Watching the Turner Classic Movies’ presentation of 1951’s blockbuster hit “A Place in the Sun,” with three other pre-war WW II-vintage friends, my own deconstructions of how the film had not aged all that well over the intervening fifty-eight years, raised some hackles with one of my fellow viewers. She had loved the movie in 1951, and did not appreciate hearing the ironic delight as we pointed out the now campy, corny and embarrassing aspects of the production.
Great art supposedly can transcend time, but a popular movie like “A Place in the Sun,” it picked up six Academy Awards, like almost all commercial art, ends up trapped within its context, within its moment. That’s not to say it’s not a good movie, maybe it’s a great movie, but whatever it is, it’s embedded irrevocably within the conventions, assumptions and the craft of movie-making as they existed in a time and a place. It is difficult to watch “A Place in the Sun” without being reminded constantly that it was made in Hollywood in 1951.

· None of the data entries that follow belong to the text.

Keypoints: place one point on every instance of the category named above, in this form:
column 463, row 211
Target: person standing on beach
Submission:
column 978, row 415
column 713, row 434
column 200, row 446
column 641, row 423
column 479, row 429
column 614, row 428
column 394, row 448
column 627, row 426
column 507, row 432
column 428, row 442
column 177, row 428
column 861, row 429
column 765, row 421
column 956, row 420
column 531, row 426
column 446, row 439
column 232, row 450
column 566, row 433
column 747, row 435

Think of the carpet-chewing performance by Raymond Burr as the prosecuting D.A., or of the sound track that telegraphs every emotional transition, and there’s the pre-feminist, pre-pill “American Tragedy” underlying the screenplay goes back to a 1906 novel. Best of all, try and look into the gorgeous gauzy face of a pre-Nicky Hilton Elizabeth Taylor without thinking of what’s yet to come in her life, or gaze upon the terminal handsomeness of a Montgomery Clift, and forget that he’s as yet still in the closet. It’s impossible to deny knowing all that’s been learned since 1951 and watch a movie like this in innocence. That doesn’t mean it can’t be enjoyed, but In its presentation, the picture is so heavily laden with its own time and place that it almost necessarily distracts current viewers in a way a well-made contemporary movie can’t; but certainly will, given enough time.
Watching old movies, and I do love to watch them, I am forced by the distance between then and now, to watch on multiple levels, something I don’t or can’t do with contemporary films because the distances are as yet too close. Old movies, movies removed from the zeitgeist of their making, no matter how good, nearly always become artifacts whose incidental details can overwhelm a later viewer from what the creators of the piece were trying to do. I am told that occasionally a movie becomes timeless. I wish I could think of even one, but I keep coming up empty.